The second event which provided some entertainment is that I rescued a young lady’s bonnet. You may think that equally trivial and insignificant, but when you hear my third point you will realize the supreme importance of this occurrence.

For now I come to the meat of the matter. I have discovered the root cause of my brother’s transformation into a bull ready to charge at a rag. I will admit that your extraordinary insight into the human heart once more hit its mark. As you suspected, there is a young lady involved, and she is none other than Miss B., the lady whose bonnet I rescued. So you see, Monty, I have not yet taken leave of my good senses, though I do admit I am close. A few more days with Lady Catherine may well turn me into wild lunatic fit only for Bedlam.

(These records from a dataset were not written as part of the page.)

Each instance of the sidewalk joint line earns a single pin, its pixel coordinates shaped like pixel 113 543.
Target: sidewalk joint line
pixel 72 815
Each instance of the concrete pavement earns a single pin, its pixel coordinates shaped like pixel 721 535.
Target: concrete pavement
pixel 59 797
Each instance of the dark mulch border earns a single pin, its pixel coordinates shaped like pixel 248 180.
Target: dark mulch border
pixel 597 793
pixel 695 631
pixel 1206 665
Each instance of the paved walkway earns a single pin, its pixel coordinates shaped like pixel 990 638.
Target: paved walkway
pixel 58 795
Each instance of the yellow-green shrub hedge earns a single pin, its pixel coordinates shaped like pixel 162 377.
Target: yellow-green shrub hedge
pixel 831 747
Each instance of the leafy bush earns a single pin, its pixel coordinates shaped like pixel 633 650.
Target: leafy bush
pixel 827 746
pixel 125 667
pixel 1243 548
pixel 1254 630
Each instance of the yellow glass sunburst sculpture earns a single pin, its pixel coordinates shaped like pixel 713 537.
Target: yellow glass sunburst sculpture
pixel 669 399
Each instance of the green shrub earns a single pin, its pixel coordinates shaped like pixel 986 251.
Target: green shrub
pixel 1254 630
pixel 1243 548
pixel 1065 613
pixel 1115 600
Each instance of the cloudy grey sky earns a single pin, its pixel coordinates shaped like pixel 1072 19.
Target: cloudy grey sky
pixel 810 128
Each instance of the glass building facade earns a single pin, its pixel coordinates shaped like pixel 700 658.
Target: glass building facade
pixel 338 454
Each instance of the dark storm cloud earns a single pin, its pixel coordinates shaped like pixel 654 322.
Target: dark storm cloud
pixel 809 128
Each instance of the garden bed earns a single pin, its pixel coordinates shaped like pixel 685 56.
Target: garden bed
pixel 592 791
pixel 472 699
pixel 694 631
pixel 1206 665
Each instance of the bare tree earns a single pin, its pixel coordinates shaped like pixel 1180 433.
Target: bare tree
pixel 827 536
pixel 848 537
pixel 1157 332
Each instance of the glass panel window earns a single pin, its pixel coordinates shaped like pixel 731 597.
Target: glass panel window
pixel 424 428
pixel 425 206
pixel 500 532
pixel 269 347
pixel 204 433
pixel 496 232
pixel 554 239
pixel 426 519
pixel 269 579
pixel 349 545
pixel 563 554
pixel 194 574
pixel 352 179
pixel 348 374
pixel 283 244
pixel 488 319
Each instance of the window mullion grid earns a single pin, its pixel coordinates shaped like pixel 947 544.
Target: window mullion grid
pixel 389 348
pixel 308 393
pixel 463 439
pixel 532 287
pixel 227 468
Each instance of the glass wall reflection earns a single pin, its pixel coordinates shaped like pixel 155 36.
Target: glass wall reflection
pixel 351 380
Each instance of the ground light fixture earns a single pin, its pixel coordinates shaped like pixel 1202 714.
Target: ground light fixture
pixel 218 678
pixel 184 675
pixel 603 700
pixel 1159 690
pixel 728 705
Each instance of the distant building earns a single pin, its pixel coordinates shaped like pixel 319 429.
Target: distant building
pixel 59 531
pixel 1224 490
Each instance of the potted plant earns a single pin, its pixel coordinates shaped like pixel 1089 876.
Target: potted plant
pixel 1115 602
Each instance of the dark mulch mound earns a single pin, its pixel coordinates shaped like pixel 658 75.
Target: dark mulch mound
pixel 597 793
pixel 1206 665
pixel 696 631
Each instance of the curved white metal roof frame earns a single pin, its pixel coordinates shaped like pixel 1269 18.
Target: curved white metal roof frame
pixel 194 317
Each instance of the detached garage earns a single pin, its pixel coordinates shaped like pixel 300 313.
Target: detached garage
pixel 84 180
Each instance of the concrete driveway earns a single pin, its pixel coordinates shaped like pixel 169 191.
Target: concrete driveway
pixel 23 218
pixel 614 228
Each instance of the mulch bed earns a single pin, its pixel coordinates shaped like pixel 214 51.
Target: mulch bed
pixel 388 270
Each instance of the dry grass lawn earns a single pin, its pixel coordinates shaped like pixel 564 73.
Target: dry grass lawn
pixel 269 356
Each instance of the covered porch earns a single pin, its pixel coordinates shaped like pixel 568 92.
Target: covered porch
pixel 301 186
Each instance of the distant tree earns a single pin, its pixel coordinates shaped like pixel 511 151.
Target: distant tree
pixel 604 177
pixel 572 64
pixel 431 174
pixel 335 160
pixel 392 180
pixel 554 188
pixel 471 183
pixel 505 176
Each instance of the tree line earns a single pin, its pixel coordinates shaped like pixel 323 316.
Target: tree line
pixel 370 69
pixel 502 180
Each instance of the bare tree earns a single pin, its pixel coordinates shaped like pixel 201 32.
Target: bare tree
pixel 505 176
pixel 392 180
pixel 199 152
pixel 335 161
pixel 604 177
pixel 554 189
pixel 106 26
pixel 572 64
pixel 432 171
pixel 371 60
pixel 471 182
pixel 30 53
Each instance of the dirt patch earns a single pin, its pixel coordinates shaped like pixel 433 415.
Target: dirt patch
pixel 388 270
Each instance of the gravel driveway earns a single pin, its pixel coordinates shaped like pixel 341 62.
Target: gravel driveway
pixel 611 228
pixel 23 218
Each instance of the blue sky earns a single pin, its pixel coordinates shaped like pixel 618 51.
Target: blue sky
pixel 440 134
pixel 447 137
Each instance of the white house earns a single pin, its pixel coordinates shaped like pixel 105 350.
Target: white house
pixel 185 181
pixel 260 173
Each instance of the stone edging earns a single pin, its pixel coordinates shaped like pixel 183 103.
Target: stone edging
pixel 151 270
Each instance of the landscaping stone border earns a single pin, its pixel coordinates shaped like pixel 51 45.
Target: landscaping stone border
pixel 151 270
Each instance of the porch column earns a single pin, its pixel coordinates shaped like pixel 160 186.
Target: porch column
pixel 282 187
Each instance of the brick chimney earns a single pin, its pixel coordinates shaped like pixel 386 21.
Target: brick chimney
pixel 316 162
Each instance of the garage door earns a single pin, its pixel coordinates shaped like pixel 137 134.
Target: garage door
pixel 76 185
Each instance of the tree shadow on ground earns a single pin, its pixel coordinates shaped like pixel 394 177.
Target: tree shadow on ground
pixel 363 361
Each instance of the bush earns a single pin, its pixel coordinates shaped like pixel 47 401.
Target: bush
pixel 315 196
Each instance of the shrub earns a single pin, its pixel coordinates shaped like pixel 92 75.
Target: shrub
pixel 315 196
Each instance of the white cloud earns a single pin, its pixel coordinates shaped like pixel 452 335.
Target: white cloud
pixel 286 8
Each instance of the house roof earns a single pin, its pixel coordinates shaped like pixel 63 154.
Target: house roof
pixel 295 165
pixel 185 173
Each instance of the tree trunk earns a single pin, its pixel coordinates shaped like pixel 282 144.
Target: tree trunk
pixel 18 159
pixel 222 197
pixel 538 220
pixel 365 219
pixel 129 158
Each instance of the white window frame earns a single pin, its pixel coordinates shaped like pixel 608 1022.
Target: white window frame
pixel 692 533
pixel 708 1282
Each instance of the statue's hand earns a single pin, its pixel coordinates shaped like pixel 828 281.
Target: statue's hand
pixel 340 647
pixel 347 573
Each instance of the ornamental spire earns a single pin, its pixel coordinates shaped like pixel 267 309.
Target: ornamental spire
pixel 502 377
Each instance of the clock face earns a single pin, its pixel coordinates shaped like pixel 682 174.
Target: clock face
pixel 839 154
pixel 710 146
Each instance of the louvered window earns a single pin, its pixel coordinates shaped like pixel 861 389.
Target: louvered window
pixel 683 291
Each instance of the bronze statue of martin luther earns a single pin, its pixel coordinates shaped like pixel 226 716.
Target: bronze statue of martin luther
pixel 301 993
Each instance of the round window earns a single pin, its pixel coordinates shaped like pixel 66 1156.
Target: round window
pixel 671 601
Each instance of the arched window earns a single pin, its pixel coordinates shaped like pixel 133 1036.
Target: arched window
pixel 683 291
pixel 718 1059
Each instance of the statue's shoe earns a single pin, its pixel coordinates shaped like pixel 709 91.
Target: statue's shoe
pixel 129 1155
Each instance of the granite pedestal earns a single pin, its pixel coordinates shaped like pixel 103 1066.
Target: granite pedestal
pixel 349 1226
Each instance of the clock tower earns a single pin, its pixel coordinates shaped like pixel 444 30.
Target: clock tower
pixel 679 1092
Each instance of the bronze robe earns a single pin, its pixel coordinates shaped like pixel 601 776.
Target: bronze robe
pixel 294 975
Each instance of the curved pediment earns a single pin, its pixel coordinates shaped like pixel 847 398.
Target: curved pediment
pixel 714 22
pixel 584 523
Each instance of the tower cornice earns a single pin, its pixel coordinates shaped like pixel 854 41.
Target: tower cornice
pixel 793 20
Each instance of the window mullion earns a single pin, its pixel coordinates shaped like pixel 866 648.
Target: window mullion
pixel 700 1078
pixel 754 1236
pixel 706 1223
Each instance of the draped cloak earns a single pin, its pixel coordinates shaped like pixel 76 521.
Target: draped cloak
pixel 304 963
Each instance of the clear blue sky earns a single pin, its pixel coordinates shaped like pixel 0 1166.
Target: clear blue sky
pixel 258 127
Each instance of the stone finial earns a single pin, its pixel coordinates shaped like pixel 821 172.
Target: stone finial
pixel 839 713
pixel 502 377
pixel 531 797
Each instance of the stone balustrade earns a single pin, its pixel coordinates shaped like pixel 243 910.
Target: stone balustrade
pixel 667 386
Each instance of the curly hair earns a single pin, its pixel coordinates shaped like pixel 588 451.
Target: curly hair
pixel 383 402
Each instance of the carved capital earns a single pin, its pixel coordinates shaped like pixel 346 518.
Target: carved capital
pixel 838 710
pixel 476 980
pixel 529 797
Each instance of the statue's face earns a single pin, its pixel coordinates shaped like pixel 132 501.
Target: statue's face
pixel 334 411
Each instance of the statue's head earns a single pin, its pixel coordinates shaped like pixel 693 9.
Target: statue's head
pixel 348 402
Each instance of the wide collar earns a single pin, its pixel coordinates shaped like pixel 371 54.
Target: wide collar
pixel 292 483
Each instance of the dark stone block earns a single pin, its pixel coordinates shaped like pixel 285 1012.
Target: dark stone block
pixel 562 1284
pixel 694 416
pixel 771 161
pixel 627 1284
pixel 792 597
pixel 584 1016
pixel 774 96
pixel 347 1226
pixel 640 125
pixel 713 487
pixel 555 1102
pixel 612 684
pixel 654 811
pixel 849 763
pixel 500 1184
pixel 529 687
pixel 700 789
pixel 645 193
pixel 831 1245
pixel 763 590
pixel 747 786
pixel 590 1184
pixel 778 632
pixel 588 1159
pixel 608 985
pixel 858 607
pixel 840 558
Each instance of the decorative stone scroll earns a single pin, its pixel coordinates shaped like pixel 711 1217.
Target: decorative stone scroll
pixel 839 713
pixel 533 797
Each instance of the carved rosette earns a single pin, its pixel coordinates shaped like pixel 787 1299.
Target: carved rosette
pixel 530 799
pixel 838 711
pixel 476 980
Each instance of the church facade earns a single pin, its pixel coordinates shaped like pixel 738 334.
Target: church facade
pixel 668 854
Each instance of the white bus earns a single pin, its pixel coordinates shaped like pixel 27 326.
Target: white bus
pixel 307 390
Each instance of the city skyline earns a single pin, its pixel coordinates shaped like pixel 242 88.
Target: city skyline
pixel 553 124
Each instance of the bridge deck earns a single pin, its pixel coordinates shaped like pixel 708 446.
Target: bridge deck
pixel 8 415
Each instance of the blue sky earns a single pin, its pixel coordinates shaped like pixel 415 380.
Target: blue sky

But there is more to come, and here is where I require your exemplary wisdom in such matters. I do not yet believe the young lady’s feelings are engaged. The question is, should I allow matters to take their course (which could only lead to a certain party’s disappointment) or should I employ my arts of persuasion and try to influence both parties with the hope of a more favorable outcome?

Awaiting a letter from you with the utmost urgency – or else I shall go out on the fields with the sheep and begin bleating.

Sincerely, etc.


Postscript: do not be surprised to run into my brother in Town. He has gone there on business and left me at the mercy of the Tyrant.